3m discontinued their 8500 disposable masks. Does anyone know where I can find similar masks. They were about $11.00 for 100 masks and they were good for light dust.
Thanks


----------



## rrbrown (Feb 15, 2009)

kenmtb said:


> 3m discontinued their 8500 disposable masks. Does anyone know where I can find similar masks. They were about $11.00 for 100 masks and they were good for light dust.
> Thanks


Personally I don't think they are good for anything. Dust still gets around the mask it just slows it up some. A respirator is the way to go.


----------



## cabinetman (Jul 5, 2007)

kenmtb said:


> 3m discontinued their 8500 disposable masks. Does anyone know where I can find similar masks. They were about $11.00 for 100 masks and they were good for light dust.
> Thanks



Your lungs are worth more than that...aren't they? I agree with Richard, the disposable masks are junk. Get a two cartridge respirator.












 





.
.


----------



## kenmtb (Jul 15, 2010)

Thanks, is there a good respirator that is affordable?


----------



## rrbrown (Feb 15, 2009)

I use this one under $40 and the replacement filters are around $15 I blow the dust off with air to extend the life some but they work good and last for a good while.


----------



## kenmtb (Jul 15, 2010)

Great info. May I ask about how long do the filters last?
Thanks
Ken


----------



## Scribbler (Dec 5, 2010)

Things to look for in a respirator:


It must seal around your nose and mouth. Facial hair makes this difficult to impossible.
It must remain in position around nose and mouth. Good head and neck straps are essential. Keep them properly adjusted to maintain the seal.
Get the right size. Too big or too small means the seal will break or won't be formed.
Test your fit. If you can smell anything, the seal is not right.
Testing the fit:

After respirator is in place and straps properly adjusted:


Cover the inlet filters with your palms and inhale. Mask should try to collapse against your face.
Cover discharge. You should feel air escapting around the seal.
If you can smell anything, the seal has broken, retest and find the problem before proceding with your job.


----------



## dbhost (Jan 28, 2008)

Another vote for respirator. I have been using them for years, and considering the things I have been exposed to, I'm not dead. That should say it all...
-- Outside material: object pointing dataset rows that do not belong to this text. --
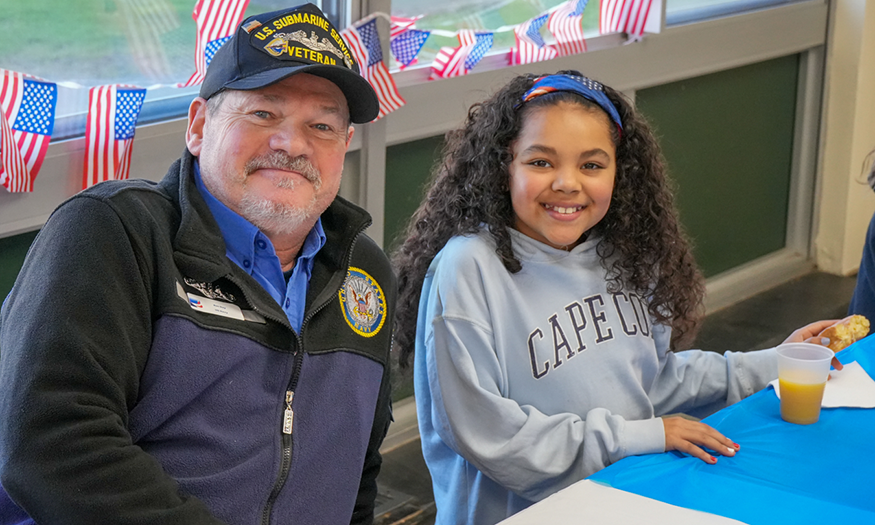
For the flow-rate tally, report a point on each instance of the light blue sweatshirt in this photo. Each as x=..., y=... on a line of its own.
x=528, y=382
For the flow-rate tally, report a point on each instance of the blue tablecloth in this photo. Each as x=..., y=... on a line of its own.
x=784, y=473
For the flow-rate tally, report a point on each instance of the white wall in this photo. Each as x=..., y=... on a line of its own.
x=845, y=206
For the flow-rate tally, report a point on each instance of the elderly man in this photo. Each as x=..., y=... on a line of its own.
x=212, y=348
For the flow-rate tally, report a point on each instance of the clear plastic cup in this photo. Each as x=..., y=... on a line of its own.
x=803, y=369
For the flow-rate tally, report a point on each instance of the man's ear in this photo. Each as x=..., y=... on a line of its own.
x=194, y=133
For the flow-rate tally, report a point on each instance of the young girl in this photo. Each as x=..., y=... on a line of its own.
x=542, y=280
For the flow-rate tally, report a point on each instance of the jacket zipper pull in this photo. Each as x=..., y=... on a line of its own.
x=288, y=415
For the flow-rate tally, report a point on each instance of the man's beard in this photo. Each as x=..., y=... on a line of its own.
x=275, y=217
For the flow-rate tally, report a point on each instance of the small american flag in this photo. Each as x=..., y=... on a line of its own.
x=530, y=46
x=406, y=46
x=457, y=61
x=400, y=24
x=566, y=24
x=26, y=123
x=624, y=16
x=216, y=22
x=364, y=41
x=109, y=132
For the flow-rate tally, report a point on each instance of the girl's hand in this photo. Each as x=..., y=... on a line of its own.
x=693, y=437
x=808, y=334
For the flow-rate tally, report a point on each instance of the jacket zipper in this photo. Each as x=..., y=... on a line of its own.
x=288, y=413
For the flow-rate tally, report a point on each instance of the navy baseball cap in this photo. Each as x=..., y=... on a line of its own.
x=272, y=46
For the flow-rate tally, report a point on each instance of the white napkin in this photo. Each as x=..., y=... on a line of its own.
x=595, y=504
x=848, y=387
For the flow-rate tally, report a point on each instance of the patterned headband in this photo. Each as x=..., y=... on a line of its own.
x=588, y=89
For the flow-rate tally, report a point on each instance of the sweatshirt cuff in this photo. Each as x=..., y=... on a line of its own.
x=754, y=370
x=645, y=436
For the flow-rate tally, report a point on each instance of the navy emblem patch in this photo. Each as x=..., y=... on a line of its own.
x=363, y=302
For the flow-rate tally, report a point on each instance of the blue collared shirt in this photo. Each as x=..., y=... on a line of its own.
x=251, y=250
My respirator setup is a bit odd though... Are you going to be around fine spray, or fine dust? In my case the answer is yes... So I went with...

3M #7513 respirator (with fine dust cartridges) retails for $35.08 (the one linked is a large, it fits my face, pick one that fits YOU).
3M #502 cartridge adapters which sells for $3.95.
3M R-2091 particulate filters (the adapter, and filters allow me to filter out VOCs as well as fine dust). A 4 pack retails for $10.95

I am not sure about where you live, but the local Home Depot tool departments near me have all of this stuff except the adapters... 

I picked the 7500 series respirator due to the fit, and the down firing exhaust, which for me is VERY important. The down firing exhaust on this means your glasses won't get fogged up. I like seeing when I am working with things that can abbreviate body parts...


----------



## kenmtb (Jul 15, 2010)

Great tips thanks. This forum is a lifesaver.


----------